Reputation: 4928
Using PySpark 2.4.7
My goal is to write PySpark DataFrame into specific number of parquet files into AWS S3.
Say I want to write PySpark DataFrame into 10 parquet files. This is my approach
df.repartition(10).write.mode("append").partitionBy(partition_cols).saveAsTable(<db.table>)
This writes 10 parquet files for each partition bucket in S3. I want to write 10 (approx) in total across all partition columns, How can I achieve this?

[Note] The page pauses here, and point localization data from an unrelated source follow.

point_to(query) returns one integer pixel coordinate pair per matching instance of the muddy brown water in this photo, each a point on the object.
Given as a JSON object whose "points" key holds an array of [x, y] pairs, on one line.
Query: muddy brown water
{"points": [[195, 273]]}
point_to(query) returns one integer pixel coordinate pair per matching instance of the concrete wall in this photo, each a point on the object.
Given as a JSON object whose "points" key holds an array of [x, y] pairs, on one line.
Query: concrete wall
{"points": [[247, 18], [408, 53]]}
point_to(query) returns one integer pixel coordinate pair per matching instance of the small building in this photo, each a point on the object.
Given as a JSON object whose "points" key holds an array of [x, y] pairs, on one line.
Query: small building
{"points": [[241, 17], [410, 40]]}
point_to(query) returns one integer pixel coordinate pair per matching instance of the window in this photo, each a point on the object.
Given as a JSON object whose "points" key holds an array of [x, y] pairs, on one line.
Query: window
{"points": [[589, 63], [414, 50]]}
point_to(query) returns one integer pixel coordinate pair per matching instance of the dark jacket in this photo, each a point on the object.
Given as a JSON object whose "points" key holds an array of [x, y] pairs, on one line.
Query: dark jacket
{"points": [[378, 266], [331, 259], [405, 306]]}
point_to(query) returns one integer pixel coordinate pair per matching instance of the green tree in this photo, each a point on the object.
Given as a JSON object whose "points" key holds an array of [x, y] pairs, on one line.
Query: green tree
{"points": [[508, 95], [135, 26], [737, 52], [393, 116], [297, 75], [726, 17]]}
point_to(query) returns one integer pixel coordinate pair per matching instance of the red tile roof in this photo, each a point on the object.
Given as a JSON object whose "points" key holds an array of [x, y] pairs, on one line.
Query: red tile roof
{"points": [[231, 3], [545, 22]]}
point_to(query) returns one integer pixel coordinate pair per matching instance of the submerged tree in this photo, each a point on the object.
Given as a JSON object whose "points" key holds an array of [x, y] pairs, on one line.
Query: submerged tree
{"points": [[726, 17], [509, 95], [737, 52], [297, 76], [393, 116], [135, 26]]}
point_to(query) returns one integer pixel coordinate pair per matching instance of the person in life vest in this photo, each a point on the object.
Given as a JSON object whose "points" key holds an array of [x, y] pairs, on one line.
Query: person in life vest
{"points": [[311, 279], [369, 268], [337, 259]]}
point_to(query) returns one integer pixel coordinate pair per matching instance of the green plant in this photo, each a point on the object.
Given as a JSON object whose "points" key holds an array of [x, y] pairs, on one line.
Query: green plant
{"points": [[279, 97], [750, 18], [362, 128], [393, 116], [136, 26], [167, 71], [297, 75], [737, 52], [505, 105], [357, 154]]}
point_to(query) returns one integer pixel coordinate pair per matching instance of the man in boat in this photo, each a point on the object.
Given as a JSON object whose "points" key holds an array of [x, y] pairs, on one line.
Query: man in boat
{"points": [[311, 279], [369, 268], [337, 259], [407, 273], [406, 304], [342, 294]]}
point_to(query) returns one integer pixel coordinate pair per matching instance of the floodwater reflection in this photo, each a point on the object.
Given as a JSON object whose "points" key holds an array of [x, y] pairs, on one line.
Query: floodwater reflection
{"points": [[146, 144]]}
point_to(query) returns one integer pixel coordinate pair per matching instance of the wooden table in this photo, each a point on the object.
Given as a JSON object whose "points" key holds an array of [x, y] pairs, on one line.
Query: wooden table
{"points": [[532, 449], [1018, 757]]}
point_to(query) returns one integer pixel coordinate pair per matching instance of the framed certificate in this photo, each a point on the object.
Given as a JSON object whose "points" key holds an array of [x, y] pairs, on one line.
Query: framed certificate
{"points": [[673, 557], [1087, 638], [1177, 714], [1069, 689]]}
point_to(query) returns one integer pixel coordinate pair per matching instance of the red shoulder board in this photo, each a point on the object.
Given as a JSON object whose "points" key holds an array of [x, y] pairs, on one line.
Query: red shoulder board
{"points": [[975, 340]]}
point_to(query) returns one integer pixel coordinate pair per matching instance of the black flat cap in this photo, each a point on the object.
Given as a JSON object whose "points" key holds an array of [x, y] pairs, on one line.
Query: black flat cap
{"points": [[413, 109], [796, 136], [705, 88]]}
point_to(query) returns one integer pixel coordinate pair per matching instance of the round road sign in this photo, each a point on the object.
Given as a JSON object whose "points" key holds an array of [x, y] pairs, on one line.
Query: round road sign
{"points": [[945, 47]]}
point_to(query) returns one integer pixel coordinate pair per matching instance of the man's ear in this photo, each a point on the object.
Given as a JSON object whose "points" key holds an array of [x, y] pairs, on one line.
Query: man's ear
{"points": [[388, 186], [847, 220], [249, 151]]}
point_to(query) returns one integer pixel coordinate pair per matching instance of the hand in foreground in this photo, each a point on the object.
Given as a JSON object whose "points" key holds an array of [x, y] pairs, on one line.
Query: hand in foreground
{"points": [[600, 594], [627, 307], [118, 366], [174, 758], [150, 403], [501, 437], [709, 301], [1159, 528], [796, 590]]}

It could be achieved as Abdennacer Lachiheb
mentioned in the answer. However as per my comment, there are imbalance within partition columns therefore simply dividing total number of files into number of partition columns wouldn't be optimal answer. In such case I would end up with 5 files with 10mb per file for train
partition and 5 files with 1mb per file for valid
partition. I want it to have similar file sizes. Furthermore I could achieve this by using stratifying it but wondering if there are simpler way of achieving it.
Upvotes: 0
Views: 1267
Reputation: 133
As I understood from question and comments you have data partitions like following
/date=yyyyMMdd/
|-/train/
|-/validation/
and for train and validation you want files numbers based on the data size of these. Lets say you have 1L records. Of which 70k are training & 30k are validation. In this case if you set the maxRecordsPerFile=10000
you will have 7 files for train and 3 files for validation.
Upvotes: 0
Reputation: 1857
You can use coalesce
when writing the dataframe out:
df.coalesce(partition_count).write.parquet(<storage account path>)
Upvotes: 0
Reputation: 4888
We know that the number of files is the sum of all files across all partitions:
nb_all_files = nb_files_per_partitions * len(partition_cols)
so then nb_files_per_partitions = nb_all_files / len(partition_cols)
so in your case:
nb_files_per_partitions = 10 / len(partition_cols)
Final result:
df.repartition(10/len(partition_cols)).write.mode("append").partitionBy(partition_cols).saveAsTable(<db.table>)
Upvotes: 1